It's hard for most to understand just how fast all our cars are never mind the more tuned ones.

An M3 "Acceleration in fourth gear from 50-75 mph, a typical overtaking range, is covered in just 5.3 seconds." is a mega car for most punters. 

50 to 75 MPH in 4th, we would have time to lift off, have a good yawn and the M3 would still be in the rear view mirror.

It was a bit of fun looking at the figures, good subject for a thread!


----------



## R33_GTS-t (Apr 27, 2005)

Hugh Keir said:


> It was a bit of fun looking at the figures, good subject for a thread!


Cheers. I was surprised how competitive mine is against other road cars with very meagre mods. Your's is just ridiculously fast!:smokin: 

It would have been nice to see some posts from those in between but nevermind.


----------



## Guy (Jun 27, 2001)

Just looked at my GPS data-logger, recorded on the Ruf.

On a full acceleration run 40-100mph took 5.23 seconds, but that is in 2nd and 3rd gear, since 2nd reaches 77mph and 3rd reaches 110mph.

40mph is only 3600rpm in 2nd in my car, so it's the gear you would be in rather than 3rd (when you would only be doing about 2500rpm).

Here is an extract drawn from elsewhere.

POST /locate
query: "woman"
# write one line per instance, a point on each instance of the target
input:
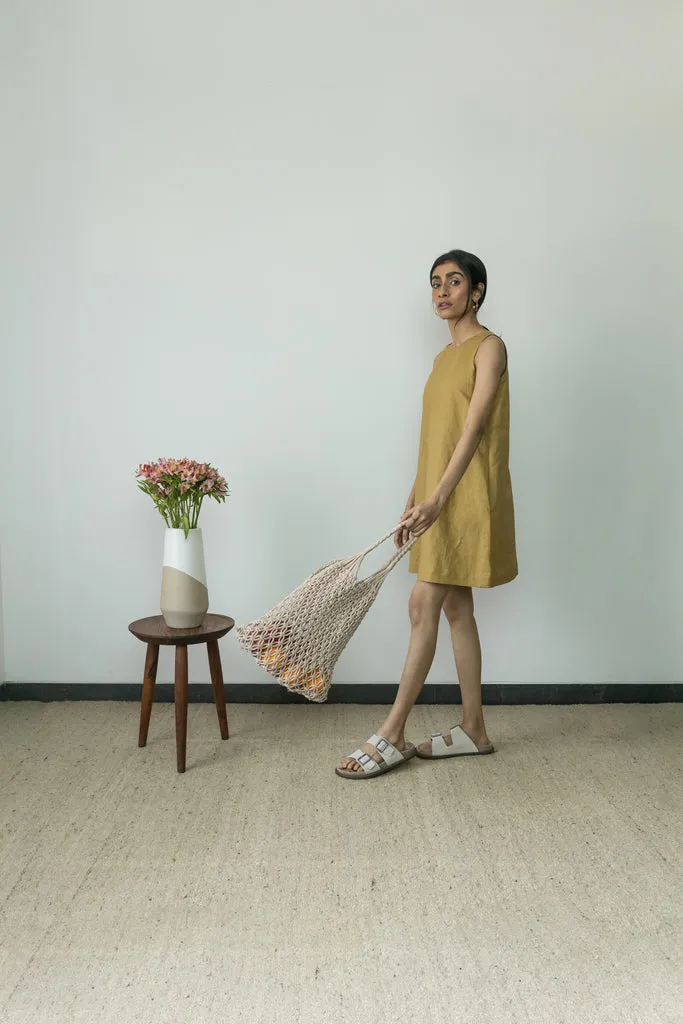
(461, 510)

Not therefore a very comparable statistic, but it is 100% accurate.

Guy


----------



## R33_GTS-t (Apr 27, 2005)

Guy said:


> Just looked at my GPS data-logger, recorded on the Ruf.
> 
> On a full acceleration run 40-100mph took 5.23 seconds, but that is in 2nd and 3rd gear, since 2nd reaches 77mph and 3rd reaches 110mph.
> 
> ...


5 seconds is fairly shifting but using 2nd is cheating.


----------



## Guy (Jun 27, 2001)

R33_GTS-t said:


> 5 seconds is fairly shifting but using 2nd is cheating.

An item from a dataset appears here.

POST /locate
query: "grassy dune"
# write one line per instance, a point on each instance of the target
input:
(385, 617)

Not really, as I said it's just not really comparable due to different gearing, since I would only be doing 2500rpm if I used 3rd, whereas the GTRs are at 3800rpm or higher......


----------



## R33_GTS-t (Apr 27, 2005)

Guy said:


> Not really, as I said it's just not really comparable due to different gearing, since I would only be doing 2500rpm if I used 3rd, whereas the GTRs are at 3800rpm or higher......


3800rpm??? About 2800rpm. Not a massive difference. Most GTRs will also do 110mph in 3rd too, so they're just different kinds of engine. Anyway 5 seconds is a super quick time, even using 2nd!


----------



## Guy (Jun 27, 2001)

Ah ok, I misread Hughs post above........

Guy


----------



## kingsley (Aug 26, 2002)

Pasted directly from my site here:

40 - 100mph using gears* (2nd & 3rd): 6.18 seconds (includes approx 0.6s lag)
40 - 100mph in 3rd gear* (no gearchanges): 7.0 seconds
40 - 100mph in 4th gear* (no gearchanges): 9.4 seconds (Setup C - not tested with setup D)
40 - 100mph in 5th gear* (no gearchanges): 14.6 seconds (Setup C - not tested with setup D)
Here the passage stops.